Mushrooms are one thing I'm not messing with either. There just to hard to identify. I carry a foldout in my pack and have tried through study with other books and info, but to hell with it. Problem is I love the flavor, but survival and flavor don't go hand in hand I'd say. Definitely not, once my seasoning bottle runs dry in my BOB and I run out of peanut butter and bouillon cubes.


----------



## ApexPredator (Aug 17, 2013)

Well Id carry the wire no problem but I would sacrifice a lot to carry a single extra conibear Ive devoted space to 3 small ones and 2 large ones. I wish I knew how long they would last for sure but I think some trappers have used the same ones for 10-15 years


----------



## PaulS (Mar 11, 2013)

For small animals I like wire "loop" snares. There are no complicated triggers to fail and they are almost fool proof. I also like the "fish" traps for small animals. You basically build a "fence" on either side of the run with stakes long enough to go deep into the ground and still leave twice the height of your intended prey, leaving at least 12" to the run on either side. Weave in the rails through your stakes to add strength and keep the animal trapped. You build two "funnels", one on each end of the run, and then top it with a roof of woven sticks and bound to the rest of the trap or staked into the ground. The "funnels" have to have horizontal (parallel to the ground) tines (sharp sticks) that partially spring as the animal enters but are close enough to keep the animal from leaving. You do have to be more attentive to this type of trap because most rodents can chew their way out if given the time. The best part of this type of trap is that it can be scaled up or down for different game. Built properly you could use it to trap deer or even large bears.


----------



## BigCheeseStick (Aug 7, 2013)

50lb test Spider Wire is VERY VERY handy for trap making, trip lines, fishing obviously, and cordage applications in general. A 300' spool weigh next to nothing.

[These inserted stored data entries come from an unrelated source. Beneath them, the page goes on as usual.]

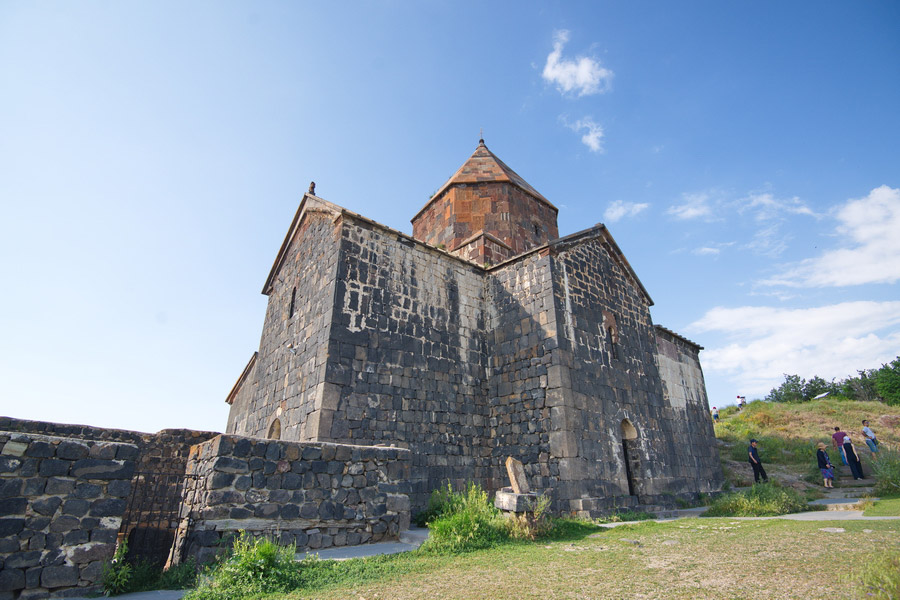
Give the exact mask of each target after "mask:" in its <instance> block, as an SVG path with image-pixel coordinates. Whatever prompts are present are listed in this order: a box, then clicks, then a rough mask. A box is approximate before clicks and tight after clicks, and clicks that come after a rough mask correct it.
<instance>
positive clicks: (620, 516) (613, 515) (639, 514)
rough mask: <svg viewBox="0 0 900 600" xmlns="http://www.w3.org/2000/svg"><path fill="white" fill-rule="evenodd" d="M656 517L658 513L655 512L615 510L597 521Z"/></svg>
mask: <svg viewBox="0 0 900 600" xmlns="http://www.w3.org/2000/svg"><path fill="white" fill-rule="evenodd" d="M655 518H656V515H654V514H653V513H647V512H643V511H635V510H625V511H622V512H614V513H613V514H611V515H608V516H606V517H603V518H601V519H597V523H626V522H628V521H648V520H650V519H655Z"/></svg>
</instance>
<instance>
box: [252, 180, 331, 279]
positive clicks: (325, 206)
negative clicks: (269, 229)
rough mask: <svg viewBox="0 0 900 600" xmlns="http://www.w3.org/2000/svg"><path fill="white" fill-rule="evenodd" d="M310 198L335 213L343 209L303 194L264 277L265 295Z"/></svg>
mask: <svg viewBox="0 0 900 600" xmlns="http://www.w3.org/2000/svg"><path fill="white" fill-rule="evenodd" d="M309 200H311V201H312V202H313V203H316V204H321V205H323V206H324V207H326V208H328V209H329V210H331V211H333V212H334V213H335V214H341V213H342V212H343V211H344V209H343V208H341V207H340V206H338V205H337V204H332V203H331V202H329V201H328V200H323V199H322V198H319V197H318V196H313V195H312V194H309V193H307V194H303V199H302V200H301V201H300V206H298V207H297V212H296V213H295V214H294V219H293V220H292V221H291V226H290V227H288V232H287V235H285V236H284V241H283V242H282V243H281V248H280V249H279V250H278V254H277V255H276V257H275V262H274V263H273V264H272V269H271V270H270V271H269V276H268V277H266V283H265V285H263V289H262V293H263V294H265V295H267V296H268V295H269V290H271V289H272V282H273V281H274V280H275V275H276V274H277V273H278V270H279V269H280V268H281V264H282V263H283V262H284V259H285V257H286V256H287V250H288V248H289V247H290V245H291V240H292V239H294V233H295V232H296V230H297V227H298V226H299V225H300V221H301V220H302V217H303V213H305V212H306V205H307V204H308V201H309Z"/></svg>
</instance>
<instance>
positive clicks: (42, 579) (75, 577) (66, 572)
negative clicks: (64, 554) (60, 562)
mask: <svg viewBox="0 0 900 600" xmlns="http://www.w3.org/2000/svg"><path fill="white" fill-rule="evenodd" d="M41 585H42V586H43V587H46V588H59V587H73V586H76V585H78V567H74V566H66V565H59V566H55V567H44V570H43V571H42V572H41Z"/></svg>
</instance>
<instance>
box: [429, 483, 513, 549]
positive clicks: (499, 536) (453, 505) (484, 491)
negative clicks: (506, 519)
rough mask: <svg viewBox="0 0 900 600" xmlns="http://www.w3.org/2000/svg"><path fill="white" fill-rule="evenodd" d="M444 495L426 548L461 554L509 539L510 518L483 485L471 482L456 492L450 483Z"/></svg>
mask: <svg viewBox="0 0 900 600" xmlns="http://www.w3.org/2000/svg"><path fill="white" fill-rule="evenodd" d="M432 497H434V495H432ZM442 498H443V500H442V501H441V502H440V506H439V507H438V508H437V509H436V511H435V512H436V514H437V515H438V516H436V517H435V518H434V519H432V520H431V521H429V522H428V529H429V536H428V540H427V541H426V542H425V544H423V545H422V549H423V551H425V552H436V553H441V554H457V553H460V552H469V551H471V550H480V549H482V548H490V547H491V546H495V545H497V544H499V543H501V542H503V541H506V540H508V539H509V537H510V532H509V529H510V528H509V525H508V524H507V523H506V519H505V518H504V517H503V515H502V514H501V513H500V511H499V510H498V509H497V508H495V507H494V505H493V504H491V501H490V498H489V497H488V494H487V492H486V491H484V490H483V489H481V487H480V486H479V485H477V484H474V483H469V485H468V486H467V487H466V490H465V492H454V491H453V490H452V489H451V488H450V486H449V484H448V485H447V493H446V494H443V493H442Z"/></svg>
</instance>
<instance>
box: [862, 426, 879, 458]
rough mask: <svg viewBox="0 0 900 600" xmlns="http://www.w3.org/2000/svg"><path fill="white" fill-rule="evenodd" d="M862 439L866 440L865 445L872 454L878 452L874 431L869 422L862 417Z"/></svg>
mask: <svg viewBox="0 0 900 600" xmlns="http://www.w3.org/2000/svg"><path fill="white" fill-rule="evenodd" d="M863 439H864V440H866V446H868V447H869V450H871V451H872V454H875V453H876V452H878V439H877V438H876V437H875V432H874V431H872V428H871V427H869V422H868V421H867V420H865V419H863Z"/></svg>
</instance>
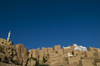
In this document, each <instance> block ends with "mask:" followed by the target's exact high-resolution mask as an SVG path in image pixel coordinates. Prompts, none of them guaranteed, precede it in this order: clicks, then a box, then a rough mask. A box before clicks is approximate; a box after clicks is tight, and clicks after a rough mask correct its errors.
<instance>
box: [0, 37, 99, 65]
mask: <svg viewBox="0 0 100 66" xmlns="http://www.w3.org/2000/svg"><path fill="white" fill-rule="evenodd" d="M0 66H100V49H98V48H93V47H89V48H88V50H87V48H86V47H83V46H78V45H77V44H73V46H68V47H63V48H61V46H60V45H55V46H54V50H53V48H52V47H48V48H45V47H42V50H40V48H38V49H30V50H29V51H28V49H27V48H25V47H24V45H23V44H17V45H13V42H12V41H7V40H5V39H2V38H0Z"/></svg>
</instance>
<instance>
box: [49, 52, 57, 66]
mask: <svg viewBox="0 0 100 66" xmlns="http://www.w3.org/2000/svg"><path fill="white" fill-rule="evenodd" d="M49 61H50V64H51V65H53V64H56V63H59V55H58V53H51V54H50V58H49Z"/></svg>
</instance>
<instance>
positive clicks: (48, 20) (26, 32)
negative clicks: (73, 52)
mask: <svg viewBox="0 0 100 66" xmlns="http://www.w3.org/2000/svg"><path fill="white" fill-rule="evenodd" d="M10 30H11V39H10V40H11V41H13V42H14V45H16V44H18V43H22V44H24V45H25V47H27V48H28V49H32V48H34V49H37V48H38V47H40V48H41V47H54V45H59V44H60V45H61V47H62V46H69V45H71V46H72V45H73V44H74V43H76V44H78V45H83V46H86V47H89V46H91V47H96V48H100V0H91V1H85V0H81V1H80V0H9V1H8V0H0V38H4V39H6V38H7V35H8V32H9V31H10Z"/></svg>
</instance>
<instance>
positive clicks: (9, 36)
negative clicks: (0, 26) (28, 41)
mask: <svg viewBox="0 0 100 66" xmlns="http://www.w3.org/2000/svg"><path fill="white" fill-rule="evenodd" d="M10 34H11V31H9V33H8V37H7V40H8V41H9V40H10Z"/></svg>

First thing I put in when building a new BOB.
View attachment 2809


Even sharp wild critter teeth have a hard time biting through it.


----------



## Smitty901 (Nov 16, 2012)

Army training manuals are for the most part public record you can download the Survival manuals they are found broken down into regions.
If you can find them there flash cards are a great way to learn what is good what is not.


----------



## Fuzzee (Nov 20, 2012)

BigCheeseStick said:


> 50lb test Spider Wire is VERY VERY handy for trap making, trip lines, fishing obviously, and cordage applications in general. A 300' spool weigh next to nothing.
> 
> First thing I put in when building a new BOB.
> View attachment 2809
> ...


I like that thought. And I'm sorry I didn't think of it. I use Spider Wire for fishing and it is tough line. I'm going to look into it.


----------



## Smitty901 (Nov 16, 2012)

Around here hunting Morel mushrooms is a long practiced skill. Darn near a religion for some. Not sure it they are worth eating or not but they can wake up a boring meal.
Plenty of wild raspberry,apples, hickory nuts at least till winter .


----------



## BigCheeseStick (Aug 7, 2013)

Smitty901 said:


> Around here hunting Morel mushrooms is a long practiced skill. Darn near a religion for some. Not sure it they are worth eating or not but they can wake up a boring meal.
> Plenty of wild raspberry,apples, hickory nuts at least till winter .


GOTTA be Michigan.  We had a dog that would dig up Morels for some reason when we lived there. :/ If I'm right about MI, don't forget the cherries and potato fields up north.


----------



## roy (May 25, 2013)

The young prickly pear catch pads are eaten (napolitos), mostly during lent by the Mexican locals. They have little nutritional value. The prickly pear tuna are good but only come off for a short period. Any catcus tuna are good.


----------